I have gathered some information regarding costs and profits, tracking the costs and markup rates from suppliers, through retailers, to the consumers. For this exercise, I have chosen a Snicker’s bar (UPC 040000001027). IMPORTANT: You will have to take my word that this can easily be done with our current technology and read to the end; else, you may never get through the first section.

We are going to assume the grocery supplier’s markup on this item is 1.26, yielding a gross profit for the supplier of around 21 percent. The current arrangement is, the retailer receives the merchandise and the inventory is marked up for a 52.762 percent gross profit, resulting in the selling price for the candy bar at $1.09. To get a better understanding, you should follow along using the links below.

Supplier’s Cost: $0.40873
Sells to Retailer: $0.515
Supplier’s Profit: $0.10627

Retailer’s Cost: $0.515
Retailer’s Selling Price: $1.09
Retailer’s Profit: $0.57500

Supplier Cost: $0.40873
Sells to Retailer: $0.20437

Retailer’s Cost on purchase: $0.20437
Retailer’s Price: $1.09
Retailer’s Profit: $1.09 - $0.20437 = $0.88563
Retailer’s Profit Split with Suppler: $0.88563 * 50 percent = $0.44282
Retailer’s Gross Profit: $1.09 - $0.20437 - $0.44282 = $0.44282

Supplier’s Profit: $0.44282 - $0.20437 = $0.23845

It is clearly obvious, by selling the candy bar for half of what he paid for it, then taking 50 percent of the retailer’s profit after the sale, the supplier’s profit has more than doubled, from $0.10627 to $0.23845; so, why is this a good deal for the retailer?

There are several reasons: For one thing, it is an enormous advantage to the retailer because, the supplier has just transferred most of the risk back to himself, he manages the retailer’s inventory for him, and the retailer’s investment in inventory drops from $0.515 to only $0.20437… a whopping 60.3%; in other words, checks written to suppliers drop by less than half. Imagine how this will affect the retailer’s cash flow.

Your knee-jerk reaction might be, ‘this is a disproportionate advantage to the supplier’. Well, you would be half right; but, not so fast. Let’s walk in the supplier’s shoes for a moment: If the supplier takes an item to a store that never sells, using the figures above, he loses $0.20437, because he paid $0.40873 for the item and only received half of that investment back on the transfer to the retailer.

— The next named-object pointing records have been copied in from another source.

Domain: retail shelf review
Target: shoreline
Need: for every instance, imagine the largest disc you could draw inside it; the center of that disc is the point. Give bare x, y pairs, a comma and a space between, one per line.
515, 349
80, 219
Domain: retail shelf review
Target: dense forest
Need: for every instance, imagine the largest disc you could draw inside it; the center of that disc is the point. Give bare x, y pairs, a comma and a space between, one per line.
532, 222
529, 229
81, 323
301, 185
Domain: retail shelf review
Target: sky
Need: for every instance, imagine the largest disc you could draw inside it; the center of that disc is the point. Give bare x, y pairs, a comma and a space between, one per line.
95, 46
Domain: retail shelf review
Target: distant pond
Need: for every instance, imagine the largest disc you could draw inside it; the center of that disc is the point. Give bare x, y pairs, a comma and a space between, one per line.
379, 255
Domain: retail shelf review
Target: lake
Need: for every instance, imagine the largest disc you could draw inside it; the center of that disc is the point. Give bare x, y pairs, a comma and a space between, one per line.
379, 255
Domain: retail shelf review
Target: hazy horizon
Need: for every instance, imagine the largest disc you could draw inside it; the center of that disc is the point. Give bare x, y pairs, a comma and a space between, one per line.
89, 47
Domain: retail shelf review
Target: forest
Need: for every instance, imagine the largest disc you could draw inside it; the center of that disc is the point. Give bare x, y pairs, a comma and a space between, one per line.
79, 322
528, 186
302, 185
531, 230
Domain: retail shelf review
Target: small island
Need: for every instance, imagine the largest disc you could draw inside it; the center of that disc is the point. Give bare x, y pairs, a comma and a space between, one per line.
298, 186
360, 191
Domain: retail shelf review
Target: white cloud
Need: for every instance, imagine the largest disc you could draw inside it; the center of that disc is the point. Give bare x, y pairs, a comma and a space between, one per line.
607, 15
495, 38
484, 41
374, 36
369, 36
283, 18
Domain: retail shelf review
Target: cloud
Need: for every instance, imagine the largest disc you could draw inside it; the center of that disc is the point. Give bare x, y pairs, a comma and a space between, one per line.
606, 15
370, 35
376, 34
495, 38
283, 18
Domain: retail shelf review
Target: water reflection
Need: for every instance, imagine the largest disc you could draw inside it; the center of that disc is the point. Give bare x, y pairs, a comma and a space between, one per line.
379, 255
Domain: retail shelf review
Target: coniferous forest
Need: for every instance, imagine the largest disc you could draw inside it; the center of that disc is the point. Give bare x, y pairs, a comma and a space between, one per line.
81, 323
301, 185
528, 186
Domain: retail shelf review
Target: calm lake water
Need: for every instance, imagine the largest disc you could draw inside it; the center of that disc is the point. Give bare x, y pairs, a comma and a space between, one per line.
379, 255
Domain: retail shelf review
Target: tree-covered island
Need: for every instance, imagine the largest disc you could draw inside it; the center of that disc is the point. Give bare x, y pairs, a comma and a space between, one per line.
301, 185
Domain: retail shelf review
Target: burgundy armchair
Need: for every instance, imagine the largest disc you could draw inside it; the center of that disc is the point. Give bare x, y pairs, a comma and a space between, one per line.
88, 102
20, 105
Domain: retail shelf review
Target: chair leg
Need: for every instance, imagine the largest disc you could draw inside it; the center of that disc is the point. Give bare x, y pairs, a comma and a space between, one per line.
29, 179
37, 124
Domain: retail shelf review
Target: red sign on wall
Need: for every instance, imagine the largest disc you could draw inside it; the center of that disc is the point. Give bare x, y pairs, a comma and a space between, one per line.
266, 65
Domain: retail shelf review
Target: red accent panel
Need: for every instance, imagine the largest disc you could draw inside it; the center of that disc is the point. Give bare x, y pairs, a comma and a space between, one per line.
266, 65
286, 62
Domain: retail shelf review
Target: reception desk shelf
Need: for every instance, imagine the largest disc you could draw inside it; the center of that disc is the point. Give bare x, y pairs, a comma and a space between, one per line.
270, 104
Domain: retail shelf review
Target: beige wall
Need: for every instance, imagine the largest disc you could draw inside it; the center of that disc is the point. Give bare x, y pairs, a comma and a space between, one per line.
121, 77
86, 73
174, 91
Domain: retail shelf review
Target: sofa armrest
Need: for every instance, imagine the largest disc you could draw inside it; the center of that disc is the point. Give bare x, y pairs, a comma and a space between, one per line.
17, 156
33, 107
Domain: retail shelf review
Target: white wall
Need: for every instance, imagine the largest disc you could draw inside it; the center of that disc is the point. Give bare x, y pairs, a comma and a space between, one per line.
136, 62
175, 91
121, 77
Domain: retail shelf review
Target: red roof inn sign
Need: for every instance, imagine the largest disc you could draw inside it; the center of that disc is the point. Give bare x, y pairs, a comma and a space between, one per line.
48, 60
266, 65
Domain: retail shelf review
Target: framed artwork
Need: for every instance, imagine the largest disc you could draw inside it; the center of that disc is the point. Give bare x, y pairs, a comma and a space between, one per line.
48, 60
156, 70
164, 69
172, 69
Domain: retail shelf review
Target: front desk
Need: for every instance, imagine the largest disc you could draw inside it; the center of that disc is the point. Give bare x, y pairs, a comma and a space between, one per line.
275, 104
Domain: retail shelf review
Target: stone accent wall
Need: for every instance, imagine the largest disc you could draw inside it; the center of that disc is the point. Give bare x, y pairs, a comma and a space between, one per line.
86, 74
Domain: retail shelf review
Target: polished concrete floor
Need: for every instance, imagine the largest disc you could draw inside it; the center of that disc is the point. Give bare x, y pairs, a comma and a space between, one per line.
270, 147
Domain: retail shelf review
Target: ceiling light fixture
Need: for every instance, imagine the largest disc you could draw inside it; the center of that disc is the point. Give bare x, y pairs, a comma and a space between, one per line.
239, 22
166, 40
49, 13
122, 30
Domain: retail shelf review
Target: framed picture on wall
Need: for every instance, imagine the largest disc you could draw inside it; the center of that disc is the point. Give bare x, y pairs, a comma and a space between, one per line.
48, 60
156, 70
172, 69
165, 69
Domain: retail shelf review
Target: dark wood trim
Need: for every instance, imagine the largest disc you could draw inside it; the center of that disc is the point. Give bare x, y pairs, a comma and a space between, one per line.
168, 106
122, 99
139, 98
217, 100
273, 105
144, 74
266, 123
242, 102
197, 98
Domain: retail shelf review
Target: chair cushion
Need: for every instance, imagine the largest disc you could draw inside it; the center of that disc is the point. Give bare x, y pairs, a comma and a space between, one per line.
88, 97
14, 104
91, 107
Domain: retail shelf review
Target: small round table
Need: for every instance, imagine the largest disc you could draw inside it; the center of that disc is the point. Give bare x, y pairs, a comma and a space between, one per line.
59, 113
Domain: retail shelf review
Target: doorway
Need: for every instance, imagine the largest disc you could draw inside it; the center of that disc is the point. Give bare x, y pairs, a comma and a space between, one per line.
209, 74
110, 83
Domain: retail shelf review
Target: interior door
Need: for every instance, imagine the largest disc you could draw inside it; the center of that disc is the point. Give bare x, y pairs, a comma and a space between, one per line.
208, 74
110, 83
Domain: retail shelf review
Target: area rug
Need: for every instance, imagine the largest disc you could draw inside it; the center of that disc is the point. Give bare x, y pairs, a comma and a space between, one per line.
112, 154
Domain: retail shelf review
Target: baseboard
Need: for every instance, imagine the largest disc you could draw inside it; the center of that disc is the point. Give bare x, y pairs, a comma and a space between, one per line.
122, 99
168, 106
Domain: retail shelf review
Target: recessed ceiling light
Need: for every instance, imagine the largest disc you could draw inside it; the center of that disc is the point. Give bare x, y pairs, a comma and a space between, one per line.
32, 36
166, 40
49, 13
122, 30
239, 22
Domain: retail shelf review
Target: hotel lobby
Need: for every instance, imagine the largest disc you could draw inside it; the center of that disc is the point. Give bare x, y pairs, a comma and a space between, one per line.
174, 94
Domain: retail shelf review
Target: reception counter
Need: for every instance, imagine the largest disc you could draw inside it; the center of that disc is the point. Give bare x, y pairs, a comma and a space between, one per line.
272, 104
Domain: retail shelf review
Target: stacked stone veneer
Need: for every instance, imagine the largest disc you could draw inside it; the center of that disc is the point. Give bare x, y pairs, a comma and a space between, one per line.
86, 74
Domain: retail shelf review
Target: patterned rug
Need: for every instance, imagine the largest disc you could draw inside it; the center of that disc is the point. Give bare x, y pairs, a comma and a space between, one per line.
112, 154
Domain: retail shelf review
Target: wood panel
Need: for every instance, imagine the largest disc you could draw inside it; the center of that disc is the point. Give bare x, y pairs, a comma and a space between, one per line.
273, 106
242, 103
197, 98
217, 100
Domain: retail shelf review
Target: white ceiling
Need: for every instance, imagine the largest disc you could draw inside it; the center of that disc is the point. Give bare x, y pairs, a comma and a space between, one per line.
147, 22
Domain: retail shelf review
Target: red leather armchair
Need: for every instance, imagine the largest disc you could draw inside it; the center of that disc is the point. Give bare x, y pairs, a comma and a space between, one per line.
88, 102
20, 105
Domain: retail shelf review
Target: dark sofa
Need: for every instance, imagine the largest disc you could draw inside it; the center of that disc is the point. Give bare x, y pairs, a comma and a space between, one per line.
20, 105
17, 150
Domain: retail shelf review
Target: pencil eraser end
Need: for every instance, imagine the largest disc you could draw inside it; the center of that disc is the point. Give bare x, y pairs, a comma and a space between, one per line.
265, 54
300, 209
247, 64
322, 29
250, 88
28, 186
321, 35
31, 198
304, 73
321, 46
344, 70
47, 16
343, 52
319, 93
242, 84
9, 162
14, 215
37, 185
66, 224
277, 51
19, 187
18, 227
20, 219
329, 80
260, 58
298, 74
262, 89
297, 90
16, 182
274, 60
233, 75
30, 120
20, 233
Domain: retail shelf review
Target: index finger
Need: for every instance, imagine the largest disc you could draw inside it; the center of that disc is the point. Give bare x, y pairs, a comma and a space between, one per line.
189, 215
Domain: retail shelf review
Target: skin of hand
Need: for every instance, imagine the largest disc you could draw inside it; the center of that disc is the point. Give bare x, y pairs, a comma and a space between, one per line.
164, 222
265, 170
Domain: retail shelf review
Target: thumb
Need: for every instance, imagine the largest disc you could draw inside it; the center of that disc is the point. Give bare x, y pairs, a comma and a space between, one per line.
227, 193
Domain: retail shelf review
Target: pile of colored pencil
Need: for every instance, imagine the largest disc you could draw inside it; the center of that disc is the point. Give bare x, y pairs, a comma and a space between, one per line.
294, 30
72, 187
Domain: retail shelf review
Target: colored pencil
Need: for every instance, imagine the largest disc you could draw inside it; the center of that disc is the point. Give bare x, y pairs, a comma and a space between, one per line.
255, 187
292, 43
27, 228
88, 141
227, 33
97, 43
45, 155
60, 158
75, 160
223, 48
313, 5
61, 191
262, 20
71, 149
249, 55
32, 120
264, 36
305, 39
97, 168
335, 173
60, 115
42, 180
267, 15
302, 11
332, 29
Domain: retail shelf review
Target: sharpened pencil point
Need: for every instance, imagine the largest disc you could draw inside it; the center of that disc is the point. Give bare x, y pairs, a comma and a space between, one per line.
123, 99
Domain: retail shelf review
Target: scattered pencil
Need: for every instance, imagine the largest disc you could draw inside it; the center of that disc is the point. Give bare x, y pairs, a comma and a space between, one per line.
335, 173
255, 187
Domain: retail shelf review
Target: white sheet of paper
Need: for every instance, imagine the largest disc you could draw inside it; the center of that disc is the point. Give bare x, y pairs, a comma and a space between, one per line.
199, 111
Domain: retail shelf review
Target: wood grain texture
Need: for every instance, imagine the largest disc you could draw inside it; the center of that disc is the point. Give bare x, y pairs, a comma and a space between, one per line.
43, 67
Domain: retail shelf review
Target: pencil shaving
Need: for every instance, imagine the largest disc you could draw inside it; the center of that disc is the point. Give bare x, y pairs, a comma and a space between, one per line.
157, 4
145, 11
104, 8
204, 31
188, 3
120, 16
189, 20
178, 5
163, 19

So, what’s the supplier’s incentive? To pick the item up, credit the retailer and put it where it will sell; or lower the sales price on the item, so he and the retailer can make at least some profit on the deal.  It doesn’t take much imagination to see the supplier’s incentive is to take to the store, only the inventory that he can make a profit on, rather than making a profit on each and every item he delivers. The supplier also suddenly becomes very interested in what sells best in the store to maximize his own profits.

Of course, the supplier is floating the $0.20437 loss, but only for one week, because he is going to have a strong incentive to deliver only what the retailer can sell between delivery cycles. In addition, he is going to pay more attention to the pricing because the product is in effect, on consignment.